Missing Malaysia Airlines jet: How the search has changed
In this March 20, 2014 photo provided by the Australia Defence Department, Royal Australian Air Force Loadmasters Sgt. Adam Roberts, left, and Flight Sgt. John Mancey, launch a Self Locating Data Marker Buoy from a C-130J Hercules aircraft in the southern Indian Ocean as part of the Australian Defence Force's assistance to the search for Malaysia Airlines flight MH370. (AP / Australian Defence Department, Justin Brown)
The Associated Press
Published Friday, March 28, 2014 11:02AM EDT
Australia announced Friday that the search area for the Malaysia Airlines jet that disappeared March 8 has shifted to a new Indian Ocean region, 1,100 kilometres to the northeast of where planes and ships had been trying to find it.
WHY THE SHIFT?
Martin Dolan, chief commissioner of the Australian Transport Safety Bureau, said an additional analysis of radar data indicated the plane was travelling faster than was previously thought, resulting in increased fuel usage and reducing the possible distance it travelled south.
Dolan said the previous analysis had a range of possible assumptions about aircraft speed, and those assumptions have now been refined.

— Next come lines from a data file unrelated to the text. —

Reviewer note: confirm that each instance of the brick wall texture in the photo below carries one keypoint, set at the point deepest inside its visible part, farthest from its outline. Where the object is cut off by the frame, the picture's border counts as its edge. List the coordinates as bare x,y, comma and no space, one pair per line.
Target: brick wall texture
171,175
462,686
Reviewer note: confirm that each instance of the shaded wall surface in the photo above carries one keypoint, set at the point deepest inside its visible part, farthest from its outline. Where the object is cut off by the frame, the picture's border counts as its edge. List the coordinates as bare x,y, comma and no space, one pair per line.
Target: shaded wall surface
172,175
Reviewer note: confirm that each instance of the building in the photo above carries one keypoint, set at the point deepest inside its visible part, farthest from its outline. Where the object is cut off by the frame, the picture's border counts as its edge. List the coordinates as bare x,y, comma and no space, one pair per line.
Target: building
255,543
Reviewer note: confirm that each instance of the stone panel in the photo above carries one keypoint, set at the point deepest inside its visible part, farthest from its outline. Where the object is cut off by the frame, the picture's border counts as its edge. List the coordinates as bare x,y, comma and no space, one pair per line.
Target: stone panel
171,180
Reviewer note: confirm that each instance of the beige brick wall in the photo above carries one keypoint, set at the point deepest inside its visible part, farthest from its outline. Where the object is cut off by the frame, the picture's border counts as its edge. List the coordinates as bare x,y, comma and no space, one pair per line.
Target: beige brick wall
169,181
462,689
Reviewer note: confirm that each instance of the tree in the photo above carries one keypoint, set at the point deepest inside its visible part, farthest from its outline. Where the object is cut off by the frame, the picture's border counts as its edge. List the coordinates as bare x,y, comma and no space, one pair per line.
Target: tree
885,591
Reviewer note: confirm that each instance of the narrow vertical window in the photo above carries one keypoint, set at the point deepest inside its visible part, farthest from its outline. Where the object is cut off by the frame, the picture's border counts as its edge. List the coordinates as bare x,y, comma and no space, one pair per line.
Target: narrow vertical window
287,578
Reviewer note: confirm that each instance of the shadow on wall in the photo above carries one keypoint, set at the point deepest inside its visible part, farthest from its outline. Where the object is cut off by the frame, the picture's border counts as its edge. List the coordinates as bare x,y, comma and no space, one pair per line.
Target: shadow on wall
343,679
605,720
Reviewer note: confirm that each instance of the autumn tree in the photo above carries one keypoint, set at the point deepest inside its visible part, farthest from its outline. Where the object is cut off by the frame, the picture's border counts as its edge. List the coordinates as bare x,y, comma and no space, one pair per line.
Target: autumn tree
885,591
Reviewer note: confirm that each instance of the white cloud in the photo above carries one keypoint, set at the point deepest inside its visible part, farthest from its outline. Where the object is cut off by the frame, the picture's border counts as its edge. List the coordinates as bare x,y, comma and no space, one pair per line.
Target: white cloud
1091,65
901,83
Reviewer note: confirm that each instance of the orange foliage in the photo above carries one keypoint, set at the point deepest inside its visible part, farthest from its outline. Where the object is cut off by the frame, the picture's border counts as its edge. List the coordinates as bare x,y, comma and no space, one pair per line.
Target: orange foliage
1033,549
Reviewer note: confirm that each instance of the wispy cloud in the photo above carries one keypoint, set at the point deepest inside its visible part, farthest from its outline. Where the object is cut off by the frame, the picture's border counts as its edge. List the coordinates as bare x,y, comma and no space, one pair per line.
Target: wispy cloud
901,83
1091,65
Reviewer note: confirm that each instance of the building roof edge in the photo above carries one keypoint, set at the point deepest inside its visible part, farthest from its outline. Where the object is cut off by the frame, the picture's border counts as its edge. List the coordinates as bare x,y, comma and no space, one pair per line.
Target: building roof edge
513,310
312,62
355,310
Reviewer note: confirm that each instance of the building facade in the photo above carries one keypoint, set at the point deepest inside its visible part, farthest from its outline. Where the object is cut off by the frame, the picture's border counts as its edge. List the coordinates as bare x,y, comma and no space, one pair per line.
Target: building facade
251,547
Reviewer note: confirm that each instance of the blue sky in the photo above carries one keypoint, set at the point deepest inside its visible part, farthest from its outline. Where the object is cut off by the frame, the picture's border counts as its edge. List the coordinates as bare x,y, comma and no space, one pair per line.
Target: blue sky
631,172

He could not say exactly how much faster the plane is believed to have been travelling.
NEW DEBRIS SIGHTINGS
Five out of 10 search planes spotted multiple unidentified objects in the new search zone, and a ship will attempt to confirm the sightings and identify the items on Saturday, the Australian Maritime Safety Authority said.
CONFUSION OVER IMAGERY
Several countries have announced recent satellite sightings of debris in the previous search area. In an apparent difference of views, Australian officials have been hesitant to describe the objects as possible plane debris and are focusing instead on the new search area, while Malaysian Defence Minister Hishammuddin Hussein said he believes both the debris sightings and the new search zone should be investigated. Some experts say the objects are most likely sea junk.
NEW SEARCH AREA
The new search zone is both closer to western Australia -- and therefore easier for search crews to reach -- and does not have the same harsh weather conditions as the old search location.
Robin Beaman, a marine geologist and research fellow at Australia's James Cook University, said the new information means any debris that has sunk is likely to be in deeper water than previously thought, perhaps about 4,600 metres rather than 3,000 metres.